Q. What are some of your best ideas to get parents excited about supporting their child’s academic achievement?

A. The question of how, when and if parents should be supporting their child’s academic achievement seems to be the question of the year.  After the Wall Street Journal published Amy Chua’s essay,  “Why Chinese Mothers Are Superior: Can a regimen of no play dates, no TV, no computer games and hours of music practice create happy kids?”, the country went wild with more than 1  million people on the web reflecting on their own parenting and judging the parenting of others.

The debate in America rages:  How do we support academic achievement without creating undue pressure and compromising independence and self-esteem?  Below you will find a few tips that can get you started in your own mission to support your child’s academic achievement.

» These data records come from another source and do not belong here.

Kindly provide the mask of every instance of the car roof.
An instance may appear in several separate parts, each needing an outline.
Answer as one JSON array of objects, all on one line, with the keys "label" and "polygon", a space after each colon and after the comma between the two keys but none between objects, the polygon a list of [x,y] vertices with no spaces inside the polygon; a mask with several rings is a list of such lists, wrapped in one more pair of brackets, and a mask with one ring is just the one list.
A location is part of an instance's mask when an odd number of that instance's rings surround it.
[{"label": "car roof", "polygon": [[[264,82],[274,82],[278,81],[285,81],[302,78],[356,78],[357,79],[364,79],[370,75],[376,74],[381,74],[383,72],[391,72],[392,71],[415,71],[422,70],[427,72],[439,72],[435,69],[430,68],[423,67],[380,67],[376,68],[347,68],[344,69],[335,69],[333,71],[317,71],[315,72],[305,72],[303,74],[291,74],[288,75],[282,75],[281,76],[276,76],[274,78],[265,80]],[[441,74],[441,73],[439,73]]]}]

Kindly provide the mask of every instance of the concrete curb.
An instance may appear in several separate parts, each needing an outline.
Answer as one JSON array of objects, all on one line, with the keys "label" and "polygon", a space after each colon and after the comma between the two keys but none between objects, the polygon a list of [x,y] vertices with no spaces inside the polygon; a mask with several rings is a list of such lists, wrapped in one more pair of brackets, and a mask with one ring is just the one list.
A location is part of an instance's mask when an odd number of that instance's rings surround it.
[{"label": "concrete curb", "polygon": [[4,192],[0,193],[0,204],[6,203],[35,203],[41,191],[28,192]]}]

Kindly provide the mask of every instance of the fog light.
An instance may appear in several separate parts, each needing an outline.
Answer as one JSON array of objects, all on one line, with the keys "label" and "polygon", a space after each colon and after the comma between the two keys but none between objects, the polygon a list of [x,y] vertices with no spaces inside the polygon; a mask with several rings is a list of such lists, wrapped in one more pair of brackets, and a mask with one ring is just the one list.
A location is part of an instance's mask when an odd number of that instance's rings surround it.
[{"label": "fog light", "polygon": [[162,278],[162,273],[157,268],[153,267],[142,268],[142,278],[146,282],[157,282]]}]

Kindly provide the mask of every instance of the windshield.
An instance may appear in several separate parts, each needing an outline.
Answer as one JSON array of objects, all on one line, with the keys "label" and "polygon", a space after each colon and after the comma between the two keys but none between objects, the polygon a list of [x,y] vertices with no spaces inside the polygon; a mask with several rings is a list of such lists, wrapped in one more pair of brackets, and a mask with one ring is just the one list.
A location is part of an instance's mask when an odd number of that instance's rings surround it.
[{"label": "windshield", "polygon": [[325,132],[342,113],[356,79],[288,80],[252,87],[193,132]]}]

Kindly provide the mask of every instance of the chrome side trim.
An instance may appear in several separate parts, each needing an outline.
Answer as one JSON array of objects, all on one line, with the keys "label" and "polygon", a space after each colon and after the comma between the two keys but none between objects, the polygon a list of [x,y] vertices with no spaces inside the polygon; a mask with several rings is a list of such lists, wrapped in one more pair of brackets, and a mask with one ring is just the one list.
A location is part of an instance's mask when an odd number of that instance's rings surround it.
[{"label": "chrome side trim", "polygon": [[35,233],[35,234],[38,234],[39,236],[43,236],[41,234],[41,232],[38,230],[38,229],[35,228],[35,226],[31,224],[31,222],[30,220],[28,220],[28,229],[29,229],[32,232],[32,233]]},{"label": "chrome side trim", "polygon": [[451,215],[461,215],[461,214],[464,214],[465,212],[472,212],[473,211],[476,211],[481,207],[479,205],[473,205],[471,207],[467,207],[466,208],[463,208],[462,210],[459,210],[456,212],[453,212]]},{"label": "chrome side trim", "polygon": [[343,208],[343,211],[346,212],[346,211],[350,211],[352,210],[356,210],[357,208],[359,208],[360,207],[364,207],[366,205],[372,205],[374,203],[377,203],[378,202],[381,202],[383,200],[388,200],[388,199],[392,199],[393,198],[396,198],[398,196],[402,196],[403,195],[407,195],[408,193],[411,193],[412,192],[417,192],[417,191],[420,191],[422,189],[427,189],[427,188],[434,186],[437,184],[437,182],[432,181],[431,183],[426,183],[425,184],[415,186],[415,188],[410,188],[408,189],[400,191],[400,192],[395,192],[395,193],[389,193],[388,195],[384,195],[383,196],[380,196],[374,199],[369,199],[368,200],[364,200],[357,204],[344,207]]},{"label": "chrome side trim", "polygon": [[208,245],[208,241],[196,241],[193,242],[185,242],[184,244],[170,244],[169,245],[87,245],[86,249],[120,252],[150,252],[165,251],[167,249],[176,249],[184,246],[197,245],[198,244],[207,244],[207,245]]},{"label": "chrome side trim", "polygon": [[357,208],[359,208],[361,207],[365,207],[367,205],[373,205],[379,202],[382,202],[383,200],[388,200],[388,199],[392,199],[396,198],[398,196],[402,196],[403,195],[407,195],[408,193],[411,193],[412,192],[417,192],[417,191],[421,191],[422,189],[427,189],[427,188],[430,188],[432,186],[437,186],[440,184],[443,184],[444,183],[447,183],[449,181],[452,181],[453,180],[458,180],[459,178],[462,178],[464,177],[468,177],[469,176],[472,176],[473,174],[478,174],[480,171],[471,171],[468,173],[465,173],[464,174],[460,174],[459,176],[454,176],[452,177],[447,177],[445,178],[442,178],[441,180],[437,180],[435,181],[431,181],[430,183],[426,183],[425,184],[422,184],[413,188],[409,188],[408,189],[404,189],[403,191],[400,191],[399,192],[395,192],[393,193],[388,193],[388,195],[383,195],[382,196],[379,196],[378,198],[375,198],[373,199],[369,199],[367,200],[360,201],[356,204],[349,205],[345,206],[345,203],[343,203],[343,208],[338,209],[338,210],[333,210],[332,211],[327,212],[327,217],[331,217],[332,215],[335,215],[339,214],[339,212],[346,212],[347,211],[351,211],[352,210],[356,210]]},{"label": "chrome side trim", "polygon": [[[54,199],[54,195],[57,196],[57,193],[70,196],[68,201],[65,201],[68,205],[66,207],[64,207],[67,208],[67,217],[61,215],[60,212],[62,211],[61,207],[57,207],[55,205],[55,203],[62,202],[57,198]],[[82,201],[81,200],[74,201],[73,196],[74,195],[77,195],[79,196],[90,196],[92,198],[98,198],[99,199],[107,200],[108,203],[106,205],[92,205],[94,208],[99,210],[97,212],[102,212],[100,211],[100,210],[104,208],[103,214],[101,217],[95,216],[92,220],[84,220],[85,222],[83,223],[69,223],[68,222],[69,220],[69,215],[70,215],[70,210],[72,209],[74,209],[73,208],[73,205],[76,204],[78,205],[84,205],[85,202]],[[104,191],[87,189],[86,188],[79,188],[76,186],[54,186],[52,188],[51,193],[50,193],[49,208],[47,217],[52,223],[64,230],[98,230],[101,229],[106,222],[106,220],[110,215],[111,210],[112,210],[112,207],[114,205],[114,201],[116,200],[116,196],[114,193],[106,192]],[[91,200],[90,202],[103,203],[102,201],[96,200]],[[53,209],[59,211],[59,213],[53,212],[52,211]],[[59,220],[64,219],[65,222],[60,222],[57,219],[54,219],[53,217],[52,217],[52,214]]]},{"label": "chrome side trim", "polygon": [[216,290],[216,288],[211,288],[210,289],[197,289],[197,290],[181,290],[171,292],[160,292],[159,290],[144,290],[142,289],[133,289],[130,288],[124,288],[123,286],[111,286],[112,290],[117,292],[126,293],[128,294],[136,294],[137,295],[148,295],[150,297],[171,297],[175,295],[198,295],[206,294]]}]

  • Choose an educational environment that engages your child’s mind There is no better way to get excited about your child’s education than to see them engaged and immersed in learning.  Kurt McDonald, Kent Denver Grade School Dean, states, “There is little more rewarding than watching your child express an unbounded enthusiasm for something they have recently learned. The “Did you know that…?” conversations that flow from high energy learning environments are inspiring and encouraging, and are a constant reminder of the idea of education as investment, not expense. Individuals initially grow their awareness and appreciation for the world through their educational experiences, and high quality education best shapes informed and respectful citizens.”
  • Parent for character and not for grades On Feb. 10, the Montessori School of Denver premiered “Race to Nowhere,” a documentary that points to the “silent epidemic in our schools where cheating has become commonplace, students have become disengaged, stress-related illness, depression and burnout are rampant, and young people arrive at college and the workplace unprepared and uninspired.” There are many factors that contribute to the problem of over-stressed school systems, children and families.  Parents who want to take a stand can make a simple decision to focus on character development and not grades. My parenting guru, Jim Fay, founder of Love and Logic, says it best: “Children who grow up in a home where character and responsibility are modeled, valued, and enforced often have little trouble being successful in school and in their adult lives.”
  • Ask different questions Instead of asking, “What grade did you get?” ask the question, “What did you learn?”  Instead of punishing for “bad” grades, ask your child, “What is your plan?”  Instead of celebrating the “right” answer, ask, “How did you solve the problem?”  Finally, remember that allowing children to fail and own their own consequences is one of the best gifts we can give them to prepare them for school and life.
  • Get involved One of the best ways to show your child that you are invested in their academic achievement is to be involved in their school environment. Kelsey Haddock, a special education teacher at Rocky Mountain School of Expeditionary Learning in Denver, suggests, “One of the best ways to celebrate a child’s achievement is to know what they are doing in the classroom.”  Supporting the teacher on classroom projects, attending school events, such as conferences, exhibitions and celebrations, are a few things one can do to develop a strong understanding of your child’s school life. Taking time out of your week to browse through your child’s folders and projects at school is a hands-on approach that shows that you are invested and interested.
  • Use encouraging words Using “encouraging words” vs. “praise words” can help your child build intrinsic motivations as opposed to becoming dependent on external rewards. Comments such as, “Wow.  You really worked hard,” “Tell me about your project,” or “What were you most surprised about?” will provide you a window into your child’s thinking and learning.

Whether you are an authoritarian parent or a have a relaxed attitude about your child’s educational future, I believe one of these tips will guide you into “getting excited” about your child’s academic achievement and the learning process.